Strikingly, the Scott administration wants to keep the franchise fee system intact for the other users of the system.
They include Comcast, Crown Castle, Verizon and the University of Maryland, who collectively pay the city about $9 million a year to rent space for their fiber optic and telephone lines.
Scott Won’t Release Agreement
Despite its sweeping nature and the possibility that it violates the amended charter, the BGE agreement will be kept under wraps until the day it is signed, French said.
The mayor is not at liberty to release the agreement beforehand because negotiations are ongoing.
As a result, French said, the text of the agreement will be publicly available by the day it is slated to be approved by the Board of Estimates, now set for February 15.
“BGE Contract Deal Not What Baltimore Voted For” is the title of next week’s City Council hearing.

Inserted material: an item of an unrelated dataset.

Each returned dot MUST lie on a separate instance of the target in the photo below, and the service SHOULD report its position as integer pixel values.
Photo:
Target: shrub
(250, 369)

BGE’s offer of more money came as the City Council said it would convene a special hearing to examine the plan.
“BGE Contract Deal Not What Baltimore Voted For” is the title of the public hearing scheduled for next Thursday (February 9) by the Rules and Legislative Oversight Committee.
Last November, city voters passed by a 3-to-1 margin a ballot measure that banned in perpetuity the sale or lease of the municipal conduit system.
Mayor Scott has defended the BGE plan as neither a sale nor a lease, and said it is within the law because the city would retain ownership of the conduits.
The law department has not issued a finding as to the agreement’s legality.
In 2019, as president of the City Council, Scott supported the move to bring the question of keeping the conduit system public to voters.
Brew questions not yet answered by Mayor Scott:
• Having voted for the introduction of a charter amendment banning the “sale, transfer or franchising” of the conduits, why are you now giving a private company more control of it?
• How does this agreement not represent circumventing voters’ wishes as expressed in the charter amendment?
• Please provide whatever memorandum the law office has prepared, analyzing how the agreement could be approved given the language in the charter amendment?
Mosby Faults Plan
City Council President Nick Mosby yesterday joined Young, former Mayor Sheila Dixon, Councilman Cohen and Comptroller Bill Henry in questioning the plan.
“Any such agreement – whether it leads to a sale or inks a deal like this one involving a single company – must be evaluated with full transparency to ensure accountability,” Mosby said.
He wondered why the Scott administration was rushing into an agreement with BGE before a consultant study it commissioned last November to determine the best use of the conduit system was completed.
It remains unclear how Mosby, the City Council or the public will get any answers if Scott sticks to his position that information cannot be released before the BOE approves the agreement.
The mayor controls the spending board through his vote and the votes of his two appointees – Acting City Solicitor Ebony Thompson and Public Works Director Jason Mitchell. (Mosby and Comptroller Henry are the fourth and fifth voting members.)
Thompson took over BGE negotiations after the departure of City Solicitor Jim Shea on January 13.
BGE’s legal team is headed David E. Ralph, who as Baltimore’s acting city solicitor in 2016 crafted the franchise agreement that BGE now wants to scrap.
Ralph was hired by the utility company in 2017 and has since been promoted to general counsel.